Touba, Ramadan 2026. Chaque soir du mois béni, la Grande Mosquée de Touba se transforme en un immense espace de partage et de solidarité. À l’initiative du dahira Moukhadimatoul Khidma, plusieurs centaines — voire milliers — de fidèles y rompent quotidiennement le jeûne, qu’ils soient résidents, ouvriers, commerçants ou simples passants. Une organisation millimétrée, des ressources considérables et une tradition vieille de plus de vingt ans, lancée sur instruction du cinquième khalife général des mourides, Serigne Saliou Mbacké.

Une organisation bien huilée dès 17 heures

Dès la prière de 17 heures, les jeunes disciples mourides affiliés au dahira — groupement religieux chargé de la gestion de la Grande Mosquée — s’activent avec méthode. La répartition des tâches est précise et chaque membre connaît son rôle : certains s’occupent de la vaisselle, d’autres préparent le café ou le bissap, tandis qu’une équipe est dédiée à la mise en place des espaces d’accueil.

« Certains s’occupent de la vaisselle, d’autres préparent le café ou le bissap, tandis qu’une équipe est chargée de la mise en place », a expliqué à l’APS Serigne Abdou Lahat Bousso, président de la commission culture du dahira.

Peu avant l’heure de l’iftar, les habitués convergent vers la mosquée par petits groupes. Ouvriers, commerçants, talibés et passants de passage se retrouvent ainsi autour d’un même moment de communion et de solidarité, dans un cadre spirituel unique.


Des chiffres qui donnent le vertige

160 000 fidèles accueillis l’an dernier

Les données communiquées par Serigne Abdou Lahat Bousso témoignent de l’ampleur du dispositif. L’année dernière, durant le Ramadan, le dahira a enregistré au moins 160 000 personnes ayant rompu le jeûne à l’intérieur de la mosquée, soit une moyenne de plus de 3 000 fidèles par jour pendant tout le mois béni.

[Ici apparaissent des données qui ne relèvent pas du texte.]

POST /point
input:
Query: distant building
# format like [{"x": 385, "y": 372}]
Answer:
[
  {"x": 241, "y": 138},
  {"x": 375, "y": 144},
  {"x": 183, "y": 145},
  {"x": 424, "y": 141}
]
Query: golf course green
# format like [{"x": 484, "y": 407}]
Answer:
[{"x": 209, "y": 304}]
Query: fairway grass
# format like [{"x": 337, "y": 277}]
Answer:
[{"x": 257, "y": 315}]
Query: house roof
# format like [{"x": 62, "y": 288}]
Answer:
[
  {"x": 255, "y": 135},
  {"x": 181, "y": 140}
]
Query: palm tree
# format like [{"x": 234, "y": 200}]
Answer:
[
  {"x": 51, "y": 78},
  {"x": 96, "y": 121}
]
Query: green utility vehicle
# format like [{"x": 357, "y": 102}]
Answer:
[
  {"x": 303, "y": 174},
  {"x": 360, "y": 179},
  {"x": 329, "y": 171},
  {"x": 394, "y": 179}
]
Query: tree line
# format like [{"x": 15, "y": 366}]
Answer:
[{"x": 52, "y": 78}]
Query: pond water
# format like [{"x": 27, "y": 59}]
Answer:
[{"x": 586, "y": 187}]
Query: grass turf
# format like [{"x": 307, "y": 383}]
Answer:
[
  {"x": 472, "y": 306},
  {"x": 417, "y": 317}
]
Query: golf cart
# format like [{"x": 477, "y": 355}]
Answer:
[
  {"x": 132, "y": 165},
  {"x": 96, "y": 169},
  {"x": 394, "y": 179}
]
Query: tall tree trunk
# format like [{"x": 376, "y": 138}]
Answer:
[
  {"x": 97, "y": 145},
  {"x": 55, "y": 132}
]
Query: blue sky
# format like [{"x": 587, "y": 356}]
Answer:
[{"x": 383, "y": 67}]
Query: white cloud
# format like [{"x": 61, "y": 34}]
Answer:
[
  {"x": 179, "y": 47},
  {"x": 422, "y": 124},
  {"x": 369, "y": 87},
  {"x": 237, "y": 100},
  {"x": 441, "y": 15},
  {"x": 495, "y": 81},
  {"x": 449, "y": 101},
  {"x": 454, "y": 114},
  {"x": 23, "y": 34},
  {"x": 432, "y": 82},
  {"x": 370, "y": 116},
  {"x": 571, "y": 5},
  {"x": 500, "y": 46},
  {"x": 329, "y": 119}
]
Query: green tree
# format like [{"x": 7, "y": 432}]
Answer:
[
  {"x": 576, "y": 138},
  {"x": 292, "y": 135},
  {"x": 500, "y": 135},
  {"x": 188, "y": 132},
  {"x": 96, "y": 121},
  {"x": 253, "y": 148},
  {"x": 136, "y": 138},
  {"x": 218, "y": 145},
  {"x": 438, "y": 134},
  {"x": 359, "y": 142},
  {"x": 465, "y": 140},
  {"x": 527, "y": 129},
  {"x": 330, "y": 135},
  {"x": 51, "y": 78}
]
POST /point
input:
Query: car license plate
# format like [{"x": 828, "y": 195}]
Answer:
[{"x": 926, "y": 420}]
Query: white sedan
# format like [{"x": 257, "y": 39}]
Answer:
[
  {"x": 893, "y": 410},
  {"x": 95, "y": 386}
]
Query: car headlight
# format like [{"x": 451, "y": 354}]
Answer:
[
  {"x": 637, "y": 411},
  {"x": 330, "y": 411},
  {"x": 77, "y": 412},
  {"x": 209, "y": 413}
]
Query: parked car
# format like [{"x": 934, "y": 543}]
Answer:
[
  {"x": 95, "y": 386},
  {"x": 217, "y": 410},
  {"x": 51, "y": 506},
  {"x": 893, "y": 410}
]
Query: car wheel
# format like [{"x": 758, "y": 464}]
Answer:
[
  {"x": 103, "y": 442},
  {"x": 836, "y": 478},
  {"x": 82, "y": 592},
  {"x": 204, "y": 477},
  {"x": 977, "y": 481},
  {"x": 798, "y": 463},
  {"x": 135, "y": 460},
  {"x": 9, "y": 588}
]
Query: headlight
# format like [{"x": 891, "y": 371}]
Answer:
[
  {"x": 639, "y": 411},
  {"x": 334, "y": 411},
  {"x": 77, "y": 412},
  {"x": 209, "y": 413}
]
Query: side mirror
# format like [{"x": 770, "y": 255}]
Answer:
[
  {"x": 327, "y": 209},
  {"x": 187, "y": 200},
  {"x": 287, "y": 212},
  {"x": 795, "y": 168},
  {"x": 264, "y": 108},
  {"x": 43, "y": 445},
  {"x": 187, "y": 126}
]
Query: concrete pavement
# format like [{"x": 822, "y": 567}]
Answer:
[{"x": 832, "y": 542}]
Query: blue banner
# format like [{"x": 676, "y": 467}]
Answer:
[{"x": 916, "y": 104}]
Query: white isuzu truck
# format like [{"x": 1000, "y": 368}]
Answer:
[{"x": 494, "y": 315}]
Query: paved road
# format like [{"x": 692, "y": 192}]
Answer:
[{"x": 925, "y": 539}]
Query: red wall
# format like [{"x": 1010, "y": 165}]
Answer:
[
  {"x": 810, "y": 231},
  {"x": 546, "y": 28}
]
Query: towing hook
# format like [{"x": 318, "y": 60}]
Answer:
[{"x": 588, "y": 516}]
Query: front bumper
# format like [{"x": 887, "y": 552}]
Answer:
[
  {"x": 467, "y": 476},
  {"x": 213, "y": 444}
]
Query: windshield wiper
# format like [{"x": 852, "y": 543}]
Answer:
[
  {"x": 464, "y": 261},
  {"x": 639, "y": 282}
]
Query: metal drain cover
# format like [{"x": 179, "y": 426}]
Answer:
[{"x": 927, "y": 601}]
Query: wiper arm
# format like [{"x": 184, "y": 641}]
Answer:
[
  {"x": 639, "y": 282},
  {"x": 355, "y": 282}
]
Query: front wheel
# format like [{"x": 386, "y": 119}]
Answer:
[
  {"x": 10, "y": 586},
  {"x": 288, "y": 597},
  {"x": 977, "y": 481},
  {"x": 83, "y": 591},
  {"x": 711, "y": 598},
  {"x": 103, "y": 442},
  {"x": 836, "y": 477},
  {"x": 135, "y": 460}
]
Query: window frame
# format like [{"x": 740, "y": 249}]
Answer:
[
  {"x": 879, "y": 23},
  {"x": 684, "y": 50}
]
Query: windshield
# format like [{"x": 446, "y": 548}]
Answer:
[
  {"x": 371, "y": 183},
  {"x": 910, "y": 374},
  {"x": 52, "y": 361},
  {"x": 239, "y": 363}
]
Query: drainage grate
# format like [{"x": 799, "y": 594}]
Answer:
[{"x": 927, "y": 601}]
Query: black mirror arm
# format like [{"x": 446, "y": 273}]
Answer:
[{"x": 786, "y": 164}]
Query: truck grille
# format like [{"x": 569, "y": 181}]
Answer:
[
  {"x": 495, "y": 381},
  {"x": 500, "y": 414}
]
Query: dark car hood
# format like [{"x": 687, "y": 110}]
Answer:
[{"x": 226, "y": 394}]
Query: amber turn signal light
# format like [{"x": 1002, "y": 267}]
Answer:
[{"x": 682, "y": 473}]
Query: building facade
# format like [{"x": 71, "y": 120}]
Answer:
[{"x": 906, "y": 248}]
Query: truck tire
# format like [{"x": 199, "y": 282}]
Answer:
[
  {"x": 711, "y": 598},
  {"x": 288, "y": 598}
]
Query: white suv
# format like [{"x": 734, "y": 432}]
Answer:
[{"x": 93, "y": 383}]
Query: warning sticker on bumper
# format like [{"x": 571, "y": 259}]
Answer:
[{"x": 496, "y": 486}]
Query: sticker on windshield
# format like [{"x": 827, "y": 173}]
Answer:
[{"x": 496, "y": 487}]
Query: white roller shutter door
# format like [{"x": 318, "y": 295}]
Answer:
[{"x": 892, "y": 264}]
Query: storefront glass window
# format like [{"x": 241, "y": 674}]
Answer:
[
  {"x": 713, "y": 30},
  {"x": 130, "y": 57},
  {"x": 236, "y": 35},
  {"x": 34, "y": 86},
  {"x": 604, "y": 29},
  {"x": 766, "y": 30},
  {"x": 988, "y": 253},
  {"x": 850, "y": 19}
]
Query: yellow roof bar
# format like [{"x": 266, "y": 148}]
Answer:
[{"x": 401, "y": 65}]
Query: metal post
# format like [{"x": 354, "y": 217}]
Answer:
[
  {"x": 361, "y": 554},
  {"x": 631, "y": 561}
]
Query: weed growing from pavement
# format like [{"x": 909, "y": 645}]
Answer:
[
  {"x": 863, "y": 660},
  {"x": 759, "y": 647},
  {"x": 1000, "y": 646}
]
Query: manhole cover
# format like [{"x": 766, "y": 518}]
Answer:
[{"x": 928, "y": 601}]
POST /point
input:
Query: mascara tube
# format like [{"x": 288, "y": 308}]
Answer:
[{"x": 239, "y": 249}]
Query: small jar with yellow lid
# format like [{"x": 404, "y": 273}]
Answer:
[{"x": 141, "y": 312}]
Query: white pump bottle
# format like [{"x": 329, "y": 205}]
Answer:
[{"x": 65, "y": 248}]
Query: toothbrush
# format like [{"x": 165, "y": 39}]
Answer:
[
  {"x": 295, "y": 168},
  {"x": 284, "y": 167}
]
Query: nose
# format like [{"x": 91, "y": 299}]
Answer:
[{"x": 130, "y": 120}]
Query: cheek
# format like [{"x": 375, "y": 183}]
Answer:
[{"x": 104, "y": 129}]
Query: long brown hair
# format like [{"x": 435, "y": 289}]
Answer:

Près de 3 millions FCFA dépensés chaque jour

Pour assurer cette générosité à grande échelle, ce sont près de 3 millions de francs CFA qui sont mobilisés quotidiennement pour l’organisation des repas. Une partie de cette enveloppe est également consacrée à des actions sociales en faveur des personnes dans le besoin — illustrant la vocation doublement spirituelle et solidaire de l’initiative.


Une tradition née en 2005, sur instruction de Serigne Saliou Mbacké

Cette initiative n’est pas récente. Le dahira Moukhadimatoul Khidma a lancé ce ndogou à la Grande Mosquée de Touba en 2005, sur instruction expresse de Serigne Saliou Mbacké, cinquième khalife général des mourides, qui a guidé la confrérie de 1990 à 2007. Depuis lors, cette tradition s’est perpétuée et amplifiée, devenant l’un des rendez-vous incontournables du Ramadan à Touba.


Des ressources venues du Sénégal et de la diaspora

Les fonds mobilisés pour financer cette opération de solidarité proviennent essentiellement des contributions de bonnes volontés ainsi que de disciples mourides établis au Sénégal et dans la diaspora. Un élan de générosité transnational qui témoigne de la force du lien spirituel unissant les mourides du monde entier à leur cité sainte.


Des conférences thématiques pour nourrir les esprits

Au-delà du repas qui nourrit les corps, le dahira organise également chaque jour des conférences thématiques autour de sujets d’actualité, inspirés notamment des enseignements de Cheikh Ahmadou Bamba Mbacké, fondateur du mouridisme. Un programme qui illustre la volonté du dahira de faire du Ramadan à Touba un moment de vivification spirituelle et intellectuelle autant que de solidarité.